That doesn't happen on a Mac, the bad guys basically have to trick the user to install the spyware by getting them to fall for something like you need this video codec to view this video, download and install this software which if you do by giving the software root access to do so by entering your admin password your infected. 

Same thing with the pop up that says your Mac is infected. YOU the user has to download and install the spyware by falling for an old trick that your machine is infected and you need this software to remove it which is nothing more than spyware.

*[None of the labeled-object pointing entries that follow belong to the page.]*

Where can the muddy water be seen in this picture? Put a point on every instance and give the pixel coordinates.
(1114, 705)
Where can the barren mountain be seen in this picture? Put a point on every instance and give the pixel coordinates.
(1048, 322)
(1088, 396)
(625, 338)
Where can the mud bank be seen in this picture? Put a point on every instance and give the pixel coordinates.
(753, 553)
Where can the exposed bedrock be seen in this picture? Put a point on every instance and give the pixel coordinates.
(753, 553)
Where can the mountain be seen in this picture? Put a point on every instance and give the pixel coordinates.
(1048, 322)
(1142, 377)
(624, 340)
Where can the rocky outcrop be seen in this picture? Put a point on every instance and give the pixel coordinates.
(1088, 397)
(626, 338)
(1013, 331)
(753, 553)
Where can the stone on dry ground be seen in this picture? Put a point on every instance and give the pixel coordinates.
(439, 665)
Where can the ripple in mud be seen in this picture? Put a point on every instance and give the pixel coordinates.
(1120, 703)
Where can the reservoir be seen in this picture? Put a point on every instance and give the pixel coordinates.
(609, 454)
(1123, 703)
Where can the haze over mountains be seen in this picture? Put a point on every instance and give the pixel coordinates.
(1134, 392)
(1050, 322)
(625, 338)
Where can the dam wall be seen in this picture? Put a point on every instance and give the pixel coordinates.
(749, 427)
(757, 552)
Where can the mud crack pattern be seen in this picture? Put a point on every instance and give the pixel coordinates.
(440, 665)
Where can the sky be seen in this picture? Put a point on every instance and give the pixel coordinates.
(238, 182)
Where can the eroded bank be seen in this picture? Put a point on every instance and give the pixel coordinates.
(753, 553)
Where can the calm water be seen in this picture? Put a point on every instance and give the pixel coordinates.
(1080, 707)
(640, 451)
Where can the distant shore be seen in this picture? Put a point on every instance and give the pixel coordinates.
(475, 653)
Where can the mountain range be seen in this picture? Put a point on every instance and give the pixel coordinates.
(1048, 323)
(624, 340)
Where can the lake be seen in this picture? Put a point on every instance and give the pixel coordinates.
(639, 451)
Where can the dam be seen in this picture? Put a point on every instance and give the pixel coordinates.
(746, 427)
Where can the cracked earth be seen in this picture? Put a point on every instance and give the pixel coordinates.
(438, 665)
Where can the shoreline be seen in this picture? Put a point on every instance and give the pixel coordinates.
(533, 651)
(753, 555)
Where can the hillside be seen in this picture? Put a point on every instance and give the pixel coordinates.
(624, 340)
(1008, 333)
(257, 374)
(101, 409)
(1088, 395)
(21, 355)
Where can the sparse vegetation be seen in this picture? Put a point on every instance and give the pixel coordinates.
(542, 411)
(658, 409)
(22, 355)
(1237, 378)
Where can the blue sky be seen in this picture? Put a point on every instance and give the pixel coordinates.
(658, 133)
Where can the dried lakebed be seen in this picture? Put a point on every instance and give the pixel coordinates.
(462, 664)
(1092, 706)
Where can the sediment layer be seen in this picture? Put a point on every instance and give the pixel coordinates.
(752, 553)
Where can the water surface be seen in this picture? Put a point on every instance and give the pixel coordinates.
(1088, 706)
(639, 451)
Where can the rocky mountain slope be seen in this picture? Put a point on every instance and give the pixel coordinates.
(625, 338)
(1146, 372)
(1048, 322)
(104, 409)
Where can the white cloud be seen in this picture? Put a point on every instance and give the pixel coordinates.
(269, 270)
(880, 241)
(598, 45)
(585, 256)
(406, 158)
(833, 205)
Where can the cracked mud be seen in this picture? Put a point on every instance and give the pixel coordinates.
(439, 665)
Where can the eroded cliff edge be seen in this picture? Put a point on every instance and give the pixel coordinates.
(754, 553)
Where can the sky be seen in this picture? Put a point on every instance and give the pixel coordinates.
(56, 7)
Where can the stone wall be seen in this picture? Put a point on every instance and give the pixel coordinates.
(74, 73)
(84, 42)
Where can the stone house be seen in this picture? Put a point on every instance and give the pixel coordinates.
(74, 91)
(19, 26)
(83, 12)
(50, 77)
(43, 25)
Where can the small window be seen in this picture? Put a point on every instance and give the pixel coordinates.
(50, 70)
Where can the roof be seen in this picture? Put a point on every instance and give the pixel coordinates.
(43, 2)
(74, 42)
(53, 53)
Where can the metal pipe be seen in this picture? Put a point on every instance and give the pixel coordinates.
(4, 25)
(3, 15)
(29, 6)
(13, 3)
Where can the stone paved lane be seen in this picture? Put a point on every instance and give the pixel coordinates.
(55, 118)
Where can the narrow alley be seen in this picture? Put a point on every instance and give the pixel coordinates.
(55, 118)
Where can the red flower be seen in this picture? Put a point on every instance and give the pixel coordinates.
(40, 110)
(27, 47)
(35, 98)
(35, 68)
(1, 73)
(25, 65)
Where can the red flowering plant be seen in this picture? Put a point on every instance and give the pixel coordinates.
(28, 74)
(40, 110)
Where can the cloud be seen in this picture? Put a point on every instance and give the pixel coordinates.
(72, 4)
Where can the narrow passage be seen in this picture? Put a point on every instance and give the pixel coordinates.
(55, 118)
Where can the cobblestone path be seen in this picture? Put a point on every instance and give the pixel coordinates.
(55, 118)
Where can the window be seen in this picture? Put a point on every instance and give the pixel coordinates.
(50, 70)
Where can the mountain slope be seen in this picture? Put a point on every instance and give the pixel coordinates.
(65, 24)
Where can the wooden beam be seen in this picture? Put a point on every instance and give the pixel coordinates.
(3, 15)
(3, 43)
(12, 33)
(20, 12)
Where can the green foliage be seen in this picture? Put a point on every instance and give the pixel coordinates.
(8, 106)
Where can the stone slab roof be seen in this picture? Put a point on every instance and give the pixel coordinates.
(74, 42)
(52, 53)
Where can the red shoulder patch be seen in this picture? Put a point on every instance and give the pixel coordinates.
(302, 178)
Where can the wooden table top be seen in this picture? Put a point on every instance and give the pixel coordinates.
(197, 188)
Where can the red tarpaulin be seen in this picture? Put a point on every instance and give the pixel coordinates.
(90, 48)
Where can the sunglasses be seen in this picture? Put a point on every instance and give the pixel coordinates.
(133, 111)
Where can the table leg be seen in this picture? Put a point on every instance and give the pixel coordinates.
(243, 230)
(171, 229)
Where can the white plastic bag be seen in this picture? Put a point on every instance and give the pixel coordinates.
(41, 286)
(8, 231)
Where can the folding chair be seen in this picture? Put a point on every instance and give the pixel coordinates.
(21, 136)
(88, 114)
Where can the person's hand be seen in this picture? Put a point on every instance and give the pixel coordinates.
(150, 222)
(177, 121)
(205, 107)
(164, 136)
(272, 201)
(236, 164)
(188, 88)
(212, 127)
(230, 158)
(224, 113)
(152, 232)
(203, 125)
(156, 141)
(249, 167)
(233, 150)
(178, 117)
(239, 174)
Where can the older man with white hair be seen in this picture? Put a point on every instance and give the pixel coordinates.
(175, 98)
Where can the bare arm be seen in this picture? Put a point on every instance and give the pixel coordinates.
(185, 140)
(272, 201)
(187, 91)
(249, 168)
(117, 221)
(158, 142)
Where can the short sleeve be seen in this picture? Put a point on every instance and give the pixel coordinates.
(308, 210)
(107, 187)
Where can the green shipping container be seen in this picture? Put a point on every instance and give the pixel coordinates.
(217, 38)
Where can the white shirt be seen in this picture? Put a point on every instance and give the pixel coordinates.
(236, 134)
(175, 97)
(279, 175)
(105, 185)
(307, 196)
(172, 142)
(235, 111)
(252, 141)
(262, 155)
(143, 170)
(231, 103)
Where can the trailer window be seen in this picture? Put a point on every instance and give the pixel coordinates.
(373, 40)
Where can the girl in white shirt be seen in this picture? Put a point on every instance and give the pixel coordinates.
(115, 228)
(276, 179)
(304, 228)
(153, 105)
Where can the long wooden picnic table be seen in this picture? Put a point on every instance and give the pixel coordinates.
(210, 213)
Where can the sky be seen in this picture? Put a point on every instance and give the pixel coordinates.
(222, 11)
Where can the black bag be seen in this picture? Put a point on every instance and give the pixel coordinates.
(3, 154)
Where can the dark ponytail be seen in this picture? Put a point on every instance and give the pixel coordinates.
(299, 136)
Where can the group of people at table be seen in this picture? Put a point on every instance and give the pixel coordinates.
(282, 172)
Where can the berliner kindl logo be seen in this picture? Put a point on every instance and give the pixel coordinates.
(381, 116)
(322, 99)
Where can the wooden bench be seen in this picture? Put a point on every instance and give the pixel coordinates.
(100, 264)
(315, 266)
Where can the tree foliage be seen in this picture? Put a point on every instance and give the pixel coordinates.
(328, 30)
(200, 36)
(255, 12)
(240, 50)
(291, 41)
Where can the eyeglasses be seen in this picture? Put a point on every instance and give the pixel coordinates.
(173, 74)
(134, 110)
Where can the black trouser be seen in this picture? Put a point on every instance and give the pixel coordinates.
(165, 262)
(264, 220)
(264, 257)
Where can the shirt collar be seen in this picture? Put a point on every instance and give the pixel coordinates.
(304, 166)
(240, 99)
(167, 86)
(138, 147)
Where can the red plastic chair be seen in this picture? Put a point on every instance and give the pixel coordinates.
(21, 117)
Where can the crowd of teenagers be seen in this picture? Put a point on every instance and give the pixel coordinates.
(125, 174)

The fact that only 10% of the computers are running Mac OS and you can't just take root level access of a Mac with out tricking someone into giving you that access is a big difference in the way trojans or spyware can be propagated between the two platforms.


----------



## deboard (Jan 7, 2012)

ibglowin said:


> The difference is you don't have to anything on a PC to get a trojan or spyware installed. Just navigate to the wrong site "accidently" and your (web browser, etc.) is infected or double click on the attachment and your infected.
> 
> That doesn't happen on a Mac, the bad guys basically have to trick the user to install the spyware by getting them to fall for something like you need this video codec to view this video, download and install this software which if you do by giving the software root access to do so by entering your admin password your infected.
> 
> ...



I don't want to get into a windows vs mac discussion, because truthfully I think both are terrible, insecure pieces of trash. BUT, a lot of what you say about windows above applies to windows XP, but not as much to Windows 7. Win 7 has the concept of admin access to install software, and essentially a user will have to be tricked into supplying a password to install something. This is essentially what would happen on a mac as well.


----------



## ibglowin (Jan 7, 2012)

Agreed, I don't have the time nor energy for a lengthy debate and I know for a fact that Windows has gotten better at patching things (or rewriting) over the last few years. Lots of folks are still running XP though! Given enough time and energy any OS can be compromised. 

Alrighty then!


----------



## BobF (Jan 7, 2012)

XP can also be safe, you just have to be proactive about configuring things for security. Unfortunately this means you can't load & run with default settings and be safe. It also unnecessarily requires people to be geekier than they would otherwise need to be.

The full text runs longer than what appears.